Gotta love my library: browsing the new acquisitions recently, I found a mystery by an author whom I did not know, Still Life, by Canadian writer Louise Penny. Immediately, I was drawn in by her fully developed characters and her artistry with the language. Anyone who can write this sentence impresses me: "Violent death demands Earl Grey [tea]." Nod to the long history of English cosies in which tea is immediately ordered for witnesses and family of the murder victim. Succinct, clever. Equally adept at plotting, Penny tells a story that featured the traditional closed group, in this case residents of a small, obscure town in Quebec province, peopled by smart, distinct characters. Slyly, Penny says that no one can find this idyllic town on a map, but that it lies near the Canadian/US border.

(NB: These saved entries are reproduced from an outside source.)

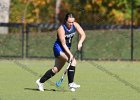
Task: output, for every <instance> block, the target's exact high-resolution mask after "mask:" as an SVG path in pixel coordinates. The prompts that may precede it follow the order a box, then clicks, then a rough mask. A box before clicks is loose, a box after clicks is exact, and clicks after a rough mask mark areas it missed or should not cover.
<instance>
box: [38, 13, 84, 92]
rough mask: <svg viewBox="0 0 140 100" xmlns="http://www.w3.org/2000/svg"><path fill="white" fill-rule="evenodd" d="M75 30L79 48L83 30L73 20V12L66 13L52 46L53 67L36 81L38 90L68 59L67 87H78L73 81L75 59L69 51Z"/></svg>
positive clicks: (70, 51) (43, 87)
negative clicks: (68, 67) (52, 48)
mask: <svg viewBox="0 0 140 100" xmlns="http://www.w3.org/2000/svg"><path fill="white" fill-rule="evenodd" d="M76 32H77V33H79V35H80V39H79V42H78V47H77V48H78V50H80V49H81V47H82V43H83V42H84V40H85V38H86V35H85V32H84V31H83V29H82V28H81V26H80V25H79V24H78V23H77V22H75V18H74V16H73V14H72V13H67V14H66V16H65V19H64V23H63V24H62V25H61V26H60V27H59V28H58V30H57V40H56V41H55V43H54V46H53V51H54V56H55V64H54V67H53V68H52V69H49V70H48V71H47V72H46V73H45V74H44V75H43V76H42V77H41V78H40V79H38V80H37V81H36V83H37V85H38V89H39V90H40V91H44V87H43V83H44V82H45V81H47V80H48V79H50V78H51V77H53V76H54V75H55V74H56V73H57V72H59V71H60V70H61V68H62V67H63V66H64V64H65V63H66V62H69V61H72V63H71V65H70V67H69V69H68V73H67V75H68V86H69V89H70V90H71V91H75V89H76V88H79V87H80V85H78V84H76V83H75V82H74V75H75V66H76V59H75V58H73V54H72V53H71V51H70V48H71V42H72V38H73V36H74V35H75V33H76Z"/></svg>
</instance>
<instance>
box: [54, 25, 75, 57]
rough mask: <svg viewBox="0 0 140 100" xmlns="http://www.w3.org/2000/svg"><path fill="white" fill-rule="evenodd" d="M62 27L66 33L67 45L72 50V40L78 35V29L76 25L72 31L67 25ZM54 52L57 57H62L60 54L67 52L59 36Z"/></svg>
mask: <svg viewBox="0 0 140 100" xmlns="http://www.w3.org/2000/svg"><path fill="white" fill-rule="evenodd" d="M62 27H63V28H64V31H65V40H66V45H67V46H68V48H69V49H70V48H71V43H72V38H73V36H74V35H75V33H76V28H75V26H74V25H72V27H71V28H70V29H68V28H67V26H66V25H65V24H62ZM53 51H54V56H55V57H58V56H60V52H65V50H64V48H63V47H62V44H61V42H60V39H59V37H58V35H57V40H56V41H55V43H54V47H53Z"/></svg>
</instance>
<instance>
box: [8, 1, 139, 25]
mask: <svg viewBox="0 0 140 100" xmlns="http://www.w3.org/2000/svg"><path fill="white" fill-rule="evenodd" d="M132 1H134V24H135V25H139V24H140V21H139V20H138V19H139V18H140V15H139V11H140V8H139V4H140V1H139V0H61V6H60V14H59V20H60V22H62V21H63V17H64V15H65V13H66V12H68V11H72V12H73V13H74V14H75V15H76V18H77V20H78V21H80V22H82V23H92V24H125V25H130V24H131V13H132ZM55 4H56V0H12V1H11V16H10V19H11V20H10V21H11V22H21V21H22V20H23V19H22V18H25V20H26V21H27V22H28V23H32V22H35V23H40V22H51V23H53V22H55ZM14 15H16V18H15V16H14ZM21 19H22V20H21Z"/></svg>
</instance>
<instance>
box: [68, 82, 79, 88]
mask: <svg viewBox="0 0 140 100" xmlns="http://www.w3.org/2000/svg"><path fill="white" fill-rule="evenodd" d="M69 88H70V89H71V88H74V89H76V88H80V85H78V84H76V83H74V82H72V83H69Z"/></svg>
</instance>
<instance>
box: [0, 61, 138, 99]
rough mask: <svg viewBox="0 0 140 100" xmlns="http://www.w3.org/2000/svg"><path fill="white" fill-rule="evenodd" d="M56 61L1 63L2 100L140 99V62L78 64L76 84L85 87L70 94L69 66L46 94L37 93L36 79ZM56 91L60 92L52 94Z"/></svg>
mask: <svg viewBox="0 0 140 100" xmlns="http://www.w3.org/2000/svg"><path fill="white" fill-rule="evenodd" d="M53 62H54V61H52V60H1V61H0V100H139V98H140V91H139V88H140V80H139V76H140V73H139V70H140V67H139V66H140V62H120V61H116V62H94V61H78V65H77V69H76V76H75V81H76V82H77V83H79V84H80V85H81V87H80V88H79V89H77V90H76V92H70V91H69V89H68V87H67V78H66V77H65V80H64V82H63V83H62V86H61V88H56V87H55V86H54V85H53V82H55V81H56V80H59V79H60V77H61V75H62V73H63V71H64V69H65V68H66V66H65V67H64V68H63V69H62V70H61V71H60V72H59V73H58V74H57V75H56V76H54V77H53V78H52V79H50V80H49V81H47V82H46V83H45V88H46V90H45V91H44V92H39V91H37V88H36V84H35V80H36V79H38V78H39V76H40V75H43V74H44V73H45V71H46V70H48V69H50V68H51V67H52V66H53ZM52 89H55V90H56V91H52Z"/></svg>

As a long-time resident of New England, I was comforted by the familiarity of the climate and the geography.
I gobbled up the book, and went back for more. Yesterday I finished Bury Your Dead. Same basic cast, led by Chief Inspector Gamache, a French speaking investigator also fluent in English, enriched by the addition of residents of Quebec City. Here again, Penny handles the language skillfully, using just enough French to keep us cognizant of the characters' backgrounds and loyalties. The latter is important in this story because the main plot rests on the history of political struggle between French and English citizens of Quebec. Actually, main plot is a misnomer. This story has three plots and like the driver of a troika, the author never loses control as powerful steeds pull us along to the end where all three story lines finish in a flourish. The solitary murder is solved, a cold case is reopened and justice restored, and the wrenching story of a terrorist attack is told in flashbacks and in a penultimate scene that challenges the best action that any film could produce.
Beginning with the first of Penny's mysteries might be a good thing. I think I have inadvertently read a spoiler for whatever title lies between Still Life and Bury Your Dead, but the thing is, I'd reread these books anyway. That's not something I usually do. Once the puzzle is solved most murder mysteries hold little interest. But I'll reread Penny's books because they transcend their genre. May she live long and write much.